A thousand different scenarios, all which included his lips on her skin and her knife in his gut, sped through her mind (despite the pain, despite the fear). But she stood, a stone angel, staring him down as her fingertips sought purchase for his wrists or anywhere to cause pain. Anywhere to break concentration. "One life amongst so many," she gritted out, "why let me live when you know I will come back again and again to be the pebble in your shoe?"
Her fingertips ground hard into the veins of his wrist and his jaw tensed at the pain. He was already tiring -- too long spent inside and he had no stamina, only the brute force of his weight and muscles, which he used against her now. Heaving forward, he shifted his weight into her until they were against the ground, moorland pressed against her arms and hair. "Maybe this time I won't," he growled, dipping down so that his voice was in her ear.

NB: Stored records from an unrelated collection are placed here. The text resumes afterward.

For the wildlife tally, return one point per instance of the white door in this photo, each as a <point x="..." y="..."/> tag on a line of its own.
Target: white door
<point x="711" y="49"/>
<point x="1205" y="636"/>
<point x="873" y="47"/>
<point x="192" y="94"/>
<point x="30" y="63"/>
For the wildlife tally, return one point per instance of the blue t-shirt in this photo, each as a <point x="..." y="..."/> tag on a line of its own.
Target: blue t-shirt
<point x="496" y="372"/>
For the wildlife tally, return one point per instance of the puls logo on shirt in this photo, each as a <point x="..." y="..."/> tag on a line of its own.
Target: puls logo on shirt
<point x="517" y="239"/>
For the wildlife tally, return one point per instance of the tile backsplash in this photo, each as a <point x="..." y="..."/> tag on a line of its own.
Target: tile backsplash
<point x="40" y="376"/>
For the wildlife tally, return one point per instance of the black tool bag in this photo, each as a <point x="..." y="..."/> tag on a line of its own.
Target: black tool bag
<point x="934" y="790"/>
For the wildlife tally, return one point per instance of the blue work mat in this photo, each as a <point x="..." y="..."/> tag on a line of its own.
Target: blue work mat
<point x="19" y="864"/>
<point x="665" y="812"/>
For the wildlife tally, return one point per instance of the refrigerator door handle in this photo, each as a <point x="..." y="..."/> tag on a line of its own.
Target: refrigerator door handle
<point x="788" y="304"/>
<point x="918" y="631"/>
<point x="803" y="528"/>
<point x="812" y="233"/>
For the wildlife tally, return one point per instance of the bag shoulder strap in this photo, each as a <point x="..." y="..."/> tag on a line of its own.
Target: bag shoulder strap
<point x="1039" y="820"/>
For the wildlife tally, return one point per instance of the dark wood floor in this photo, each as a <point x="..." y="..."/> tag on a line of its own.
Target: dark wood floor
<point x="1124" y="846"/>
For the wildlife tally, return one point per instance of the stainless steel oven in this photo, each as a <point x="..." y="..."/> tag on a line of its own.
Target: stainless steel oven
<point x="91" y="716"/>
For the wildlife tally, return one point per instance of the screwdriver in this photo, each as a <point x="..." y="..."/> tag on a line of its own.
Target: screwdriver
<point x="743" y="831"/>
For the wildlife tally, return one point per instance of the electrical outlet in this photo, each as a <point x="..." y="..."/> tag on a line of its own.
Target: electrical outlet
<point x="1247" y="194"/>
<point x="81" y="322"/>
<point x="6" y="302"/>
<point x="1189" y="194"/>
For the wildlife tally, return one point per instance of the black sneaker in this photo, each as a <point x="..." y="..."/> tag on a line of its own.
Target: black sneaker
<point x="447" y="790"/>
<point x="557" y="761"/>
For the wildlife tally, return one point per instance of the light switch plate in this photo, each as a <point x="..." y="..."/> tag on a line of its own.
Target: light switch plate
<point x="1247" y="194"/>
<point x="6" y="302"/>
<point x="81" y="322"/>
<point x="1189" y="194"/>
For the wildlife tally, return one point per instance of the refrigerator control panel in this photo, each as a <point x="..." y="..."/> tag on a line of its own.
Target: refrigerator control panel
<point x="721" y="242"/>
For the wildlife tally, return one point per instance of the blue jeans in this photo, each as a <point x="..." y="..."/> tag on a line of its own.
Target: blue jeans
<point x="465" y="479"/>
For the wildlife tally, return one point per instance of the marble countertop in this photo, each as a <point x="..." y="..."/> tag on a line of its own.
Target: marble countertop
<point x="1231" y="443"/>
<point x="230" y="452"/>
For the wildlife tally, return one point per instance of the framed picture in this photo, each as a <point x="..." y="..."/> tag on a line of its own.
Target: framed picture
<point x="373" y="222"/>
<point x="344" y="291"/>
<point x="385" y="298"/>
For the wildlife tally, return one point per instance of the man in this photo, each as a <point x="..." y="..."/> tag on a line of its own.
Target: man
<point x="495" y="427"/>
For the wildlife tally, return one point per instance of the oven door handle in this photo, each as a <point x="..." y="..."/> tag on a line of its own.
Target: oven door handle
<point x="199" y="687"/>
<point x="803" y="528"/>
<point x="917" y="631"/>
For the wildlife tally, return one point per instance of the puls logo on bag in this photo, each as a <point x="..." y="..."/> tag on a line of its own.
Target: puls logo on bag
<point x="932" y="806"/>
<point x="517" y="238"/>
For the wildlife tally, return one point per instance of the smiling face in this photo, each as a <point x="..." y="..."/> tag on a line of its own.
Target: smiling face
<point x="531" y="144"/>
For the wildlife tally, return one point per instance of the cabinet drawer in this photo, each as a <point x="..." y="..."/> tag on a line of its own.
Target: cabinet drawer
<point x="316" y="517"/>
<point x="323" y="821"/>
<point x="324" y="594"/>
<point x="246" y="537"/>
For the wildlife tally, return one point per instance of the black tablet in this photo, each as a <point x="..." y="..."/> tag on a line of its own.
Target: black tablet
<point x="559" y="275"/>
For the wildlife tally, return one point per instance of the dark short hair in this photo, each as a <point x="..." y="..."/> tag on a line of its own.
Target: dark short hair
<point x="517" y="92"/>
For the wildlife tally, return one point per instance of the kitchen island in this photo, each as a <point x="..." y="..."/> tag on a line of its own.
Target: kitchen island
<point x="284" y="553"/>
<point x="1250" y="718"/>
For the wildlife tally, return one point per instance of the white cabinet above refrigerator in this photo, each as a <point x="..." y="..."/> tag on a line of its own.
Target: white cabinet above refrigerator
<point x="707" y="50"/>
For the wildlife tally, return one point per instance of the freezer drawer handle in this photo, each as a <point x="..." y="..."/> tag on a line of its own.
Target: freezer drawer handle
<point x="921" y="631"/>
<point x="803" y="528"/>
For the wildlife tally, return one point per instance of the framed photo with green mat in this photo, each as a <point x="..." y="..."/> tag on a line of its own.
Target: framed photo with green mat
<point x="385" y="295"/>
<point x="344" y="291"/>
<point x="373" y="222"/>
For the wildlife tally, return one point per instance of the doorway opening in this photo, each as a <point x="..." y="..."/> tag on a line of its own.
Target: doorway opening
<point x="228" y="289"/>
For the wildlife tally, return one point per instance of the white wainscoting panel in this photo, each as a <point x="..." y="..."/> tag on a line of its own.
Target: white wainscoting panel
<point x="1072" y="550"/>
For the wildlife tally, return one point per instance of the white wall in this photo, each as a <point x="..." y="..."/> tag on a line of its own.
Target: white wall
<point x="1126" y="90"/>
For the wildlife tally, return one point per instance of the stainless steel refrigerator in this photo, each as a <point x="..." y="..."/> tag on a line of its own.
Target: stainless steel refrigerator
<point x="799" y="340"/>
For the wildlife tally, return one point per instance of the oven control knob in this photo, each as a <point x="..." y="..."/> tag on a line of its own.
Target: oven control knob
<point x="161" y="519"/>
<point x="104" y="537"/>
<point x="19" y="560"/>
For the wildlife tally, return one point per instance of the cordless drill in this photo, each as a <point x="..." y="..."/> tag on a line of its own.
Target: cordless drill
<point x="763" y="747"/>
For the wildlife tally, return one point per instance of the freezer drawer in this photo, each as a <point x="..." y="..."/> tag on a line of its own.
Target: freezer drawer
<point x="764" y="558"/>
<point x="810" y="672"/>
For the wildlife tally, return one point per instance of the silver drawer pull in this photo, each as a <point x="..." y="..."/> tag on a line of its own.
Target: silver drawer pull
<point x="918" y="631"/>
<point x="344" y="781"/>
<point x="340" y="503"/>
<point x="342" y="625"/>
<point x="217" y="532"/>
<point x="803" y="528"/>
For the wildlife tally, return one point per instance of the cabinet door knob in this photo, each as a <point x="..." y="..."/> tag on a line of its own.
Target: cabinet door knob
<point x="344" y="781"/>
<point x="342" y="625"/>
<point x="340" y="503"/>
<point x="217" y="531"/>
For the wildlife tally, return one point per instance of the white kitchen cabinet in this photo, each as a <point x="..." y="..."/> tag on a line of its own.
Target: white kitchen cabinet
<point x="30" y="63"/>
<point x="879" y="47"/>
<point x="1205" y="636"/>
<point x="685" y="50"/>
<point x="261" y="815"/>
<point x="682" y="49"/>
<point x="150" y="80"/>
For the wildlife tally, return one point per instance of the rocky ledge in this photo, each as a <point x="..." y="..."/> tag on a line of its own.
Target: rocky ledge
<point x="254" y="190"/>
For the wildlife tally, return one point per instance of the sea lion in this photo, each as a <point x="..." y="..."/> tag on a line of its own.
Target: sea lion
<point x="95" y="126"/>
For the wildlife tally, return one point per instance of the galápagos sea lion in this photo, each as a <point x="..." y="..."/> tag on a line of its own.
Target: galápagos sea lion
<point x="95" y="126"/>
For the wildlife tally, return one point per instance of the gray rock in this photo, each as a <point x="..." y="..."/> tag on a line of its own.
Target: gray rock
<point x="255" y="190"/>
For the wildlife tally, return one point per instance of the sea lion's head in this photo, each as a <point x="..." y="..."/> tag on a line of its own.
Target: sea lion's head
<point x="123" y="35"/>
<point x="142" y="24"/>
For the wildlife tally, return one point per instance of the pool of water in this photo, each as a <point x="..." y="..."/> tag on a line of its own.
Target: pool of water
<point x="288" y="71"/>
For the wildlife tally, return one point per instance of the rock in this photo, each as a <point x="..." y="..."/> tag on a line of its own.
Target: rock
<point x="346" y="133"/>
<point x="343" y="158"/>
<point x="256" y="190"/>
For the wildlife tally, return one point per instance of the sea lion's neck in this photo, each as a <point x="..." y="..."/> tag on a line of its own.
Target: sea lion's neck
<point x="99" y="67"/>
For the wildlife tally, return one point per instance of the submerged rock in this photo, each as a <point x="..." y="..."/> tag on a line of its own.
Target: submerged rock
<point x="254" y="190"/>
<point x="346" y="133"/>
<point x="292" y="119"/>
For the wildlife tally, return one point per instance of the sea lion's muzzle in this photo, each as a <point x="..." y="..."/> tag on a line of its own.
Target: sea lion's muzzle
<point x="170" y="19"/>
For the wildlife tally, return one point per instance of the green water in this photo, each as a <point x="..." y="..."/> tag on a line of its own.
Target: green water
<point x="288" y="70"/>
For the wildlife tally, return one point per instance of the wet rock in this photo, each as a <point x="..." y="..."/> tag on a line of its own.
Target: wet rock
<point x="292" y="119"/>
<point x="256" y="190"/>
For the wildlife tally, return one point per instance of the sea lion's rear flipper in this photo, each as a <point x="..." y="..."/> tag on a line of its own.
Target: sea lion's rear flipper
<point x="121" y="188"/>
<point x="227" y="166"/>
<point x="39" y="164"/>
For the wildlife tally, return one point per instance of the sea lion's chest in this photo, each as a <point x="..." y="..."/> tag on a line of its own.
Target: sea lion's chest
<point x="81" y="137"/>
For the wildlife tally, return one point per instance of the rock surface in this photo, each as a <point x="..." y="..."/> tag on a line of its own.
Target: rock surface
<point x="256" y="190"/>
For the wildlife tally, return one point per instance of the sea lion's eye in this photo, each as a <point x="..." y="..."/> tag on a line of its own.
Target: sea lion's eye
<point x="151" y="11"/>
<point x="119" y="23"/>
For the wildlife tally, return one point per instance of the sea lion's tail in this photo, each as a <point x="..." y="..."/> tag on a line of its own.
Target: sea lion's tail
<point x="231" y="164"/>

She strained, his weight like a cairn over her, moving her face to draw breath even as that same hand that pressed to his jaw sought to press into his chin, to snap his neck. "We'll see," she managed, "who dies first."
Rodolphus normally might have found the idea that such a small creature could really hope to break him, and in so clumsy a manner, rather amusing -- but right now he had been divested of all lesser emotions. He felt only anger mixed with the smallest twinge of violation. She'd taken away the one thing that mattered most to him after his Lord and his family -- and she would repay it ten fold. He'd see to it. Death wasn't enough. His hands were occupied in keeping her pinned to the ground, and he turned his head abruptly, catching the soft flesh of her wrist in his teeth; so captured, he paused for a heartbeat and then bit down. Hard.
Surprised tears stung at her eyes as she ripped her wrist from his teeth, using the momentum (despite their close quarters) to back-hand him across the cheek. Here he was on top of her. Here he was laying his mouth upon her. Any other feral inclination that rose up in her was barely bridled by the sense that should she lose her head, he would certainly kill her.
A darkness clouded his features, abruptly, violently, and Rodolphus dragged his hand from her now-tangled hair. His mouth hurt and his body was beginning to loudly protest the exertion he forced it through, and he had to do something quickly before he became careless enough that this girl might truly hurt him. Arm rearing back, he landed a vicious punch across her cheek. The sounds of breaking, of bleeding, didn't satisfy him. Not today. He was too angry.
And then she was slack in his arms and he was pulling himself off the ground and leaving her in the earth as he reeled slightly, punished by uncooperative thighs for this diversion. One broad hand curled across his mouth as he considered her body, soft and harmless now. He wanted to murder her. Painfully and violently and left out for the dogs to devour.
No. She deserved far worse.
In one abrupt moment, he was gathering his wand and reaching for her again, now by the very wrist he'd ruined. In another, they were gone.